Models and Datasets¶
xcalib can load released paper checkpoints and the public A9 dataset cache
from the Hugging Face Hub. Local files also work, which is useful for offline
deployment, custom checkpoints, or experiments.
Load A Pretrained Matcher¶
The usual path is Matcher.from_pretrained(model, site=...).
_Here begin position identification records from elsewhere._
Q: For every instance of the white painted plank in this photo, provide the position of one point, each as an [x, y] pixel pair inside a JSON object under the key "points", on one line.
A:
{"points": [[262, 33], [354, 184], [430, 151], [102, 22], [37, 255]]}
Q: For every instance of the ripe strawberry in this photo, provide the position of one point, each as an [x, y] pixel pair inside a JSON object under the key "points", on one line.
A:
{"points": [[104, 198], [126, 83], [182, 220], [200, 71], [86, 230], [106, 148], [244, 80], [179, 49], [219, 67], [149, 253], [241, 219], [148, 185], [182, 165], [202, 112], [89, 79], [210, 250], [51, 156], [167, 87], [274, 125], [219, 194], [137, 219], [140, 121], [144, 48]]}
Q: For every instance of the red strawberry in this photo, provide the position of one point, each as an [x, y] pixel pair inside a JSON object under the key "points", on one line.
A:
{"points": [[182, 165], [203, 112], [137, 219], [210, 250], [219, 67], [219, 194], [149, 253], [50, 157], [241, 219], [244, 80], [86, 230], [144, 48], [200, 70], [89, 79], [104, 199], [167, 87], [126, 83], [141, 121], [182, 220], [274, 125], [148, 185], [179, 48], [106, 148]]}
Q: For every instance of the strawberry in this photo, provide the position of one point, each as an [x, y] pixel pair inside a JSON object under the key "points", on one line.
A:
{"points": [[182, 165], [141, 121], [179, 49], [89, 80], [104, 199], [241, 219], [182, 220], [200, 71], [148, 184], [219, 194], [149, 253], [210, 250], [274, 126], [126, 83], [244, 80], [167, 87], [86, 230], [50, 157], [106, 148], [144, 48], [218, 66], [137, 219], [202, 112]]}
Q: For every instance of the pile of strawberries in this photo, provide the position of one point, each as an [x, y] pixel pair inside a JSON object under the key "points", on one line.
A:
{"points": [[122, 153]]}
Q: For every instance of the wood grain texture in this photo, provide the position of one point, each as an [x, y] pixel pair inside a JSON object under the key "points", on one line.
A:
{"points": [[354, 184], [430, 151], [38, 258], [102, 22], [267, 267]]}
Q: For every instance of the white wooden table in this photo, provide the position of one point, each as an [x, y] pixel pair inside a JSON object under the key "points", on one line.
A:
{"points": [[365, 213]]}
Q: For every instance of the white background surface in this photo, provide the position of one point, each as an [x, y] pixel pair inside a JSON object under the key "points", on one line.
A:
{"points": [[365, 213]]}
It resolves the
packaged config and downloads the matching checkpoint when the release artifact
is available:
from xcalib import Matcher
matcher = Matcher.from_pretrained("crlite", site="a9_dataset_r02_s01")
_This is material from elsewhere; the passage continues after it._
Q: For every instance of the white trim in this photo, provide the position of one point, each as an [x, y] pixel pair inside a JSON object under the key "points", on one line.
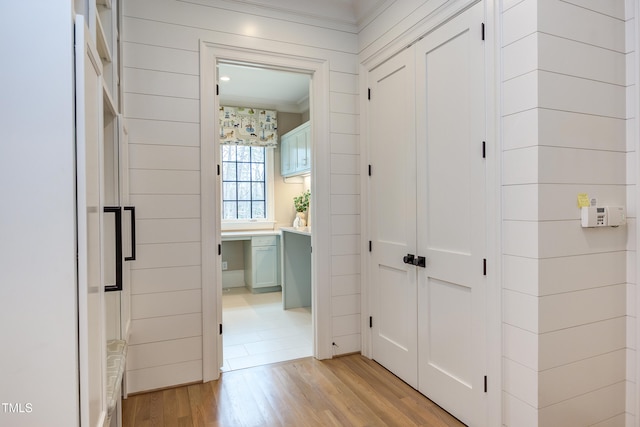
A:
{"points": [[636, 137], [494, 178], [210, 55]]}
Pin a release tag or commit when reproducibility matters:
matcher = Matcher.from_pretrained(
"crlite",
site="a9_dataset_r02_s01",
revision="v0.3.0",
)
Download Weights Ahead Of Time¶
For machines that should not download at runtime:
xcalib pull-weights --model crlite --site a9_dataset_r02_s01 --out checkpoints/
Then load the local files:
matcher = Matcher.from_pretrained(
"crlite",
weights="checkpoints/crlite_a9_dataset_r02_s01_best.pth",
config="checkpoints/crlite_a9_dataset_r02_s01.yaml",
)
Load The A9 Dataset Cache¶
load_dataset() first checks for a local cache and then falls back to released
Hub artifacts:
from xcalib import load_dataset
loader = load_dataset("a9_dataset_r02_s01", split="test")
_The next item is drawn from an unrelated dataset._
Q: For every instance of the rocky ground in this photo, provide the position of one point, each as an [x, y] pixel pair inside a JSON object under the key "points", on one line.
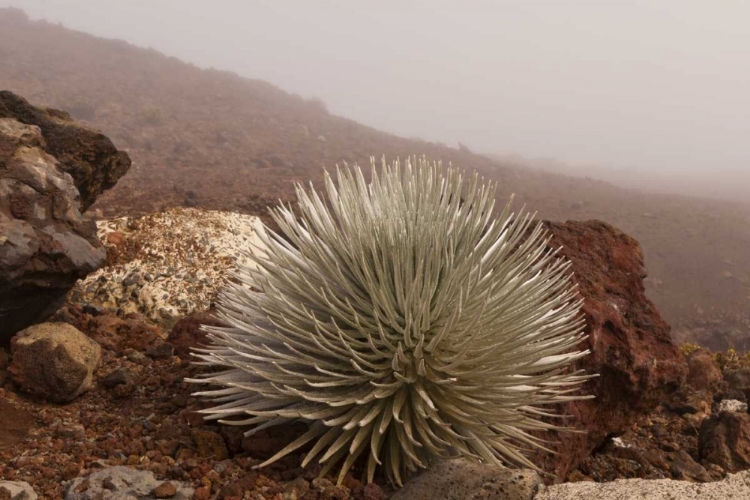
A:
{"points": [[213, 140], [139, 411]]}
You can also pre-fetch a split:
xcalib pull-dataset --site a9_dataset_r02_s01 --split test --out datasets/
Local Custom Weights¶
Custom or fine-tuned weights should be loaded from local paths with the matching YAML config:
matcher = Matcher.from_pretrained(
"crlite",
weights="runs/site42/best.pth",
config="runs/site42/crlite_site42.yaml",
)
If the config changes model dimensions, the checkpoint must have been trained with that same config.
Integrity¶
For released artifacts, compare downloaded files against the checksums listed in the model or dataset card.
PowerShell:
Get-FileHash .\checkpoints\crlite_a9_dataset_r02_s01_best.pth -Algorithm SHA256
Linux/macOS:
sha256sum checkpoints/crlite_a9_dataset_r02_s01_best.pth
Dataset Terms¶
The A9 HDF5 caches derive from the TUM Traffic / A9 dataset. Users remain responsible for following upstream dataset terms and citations.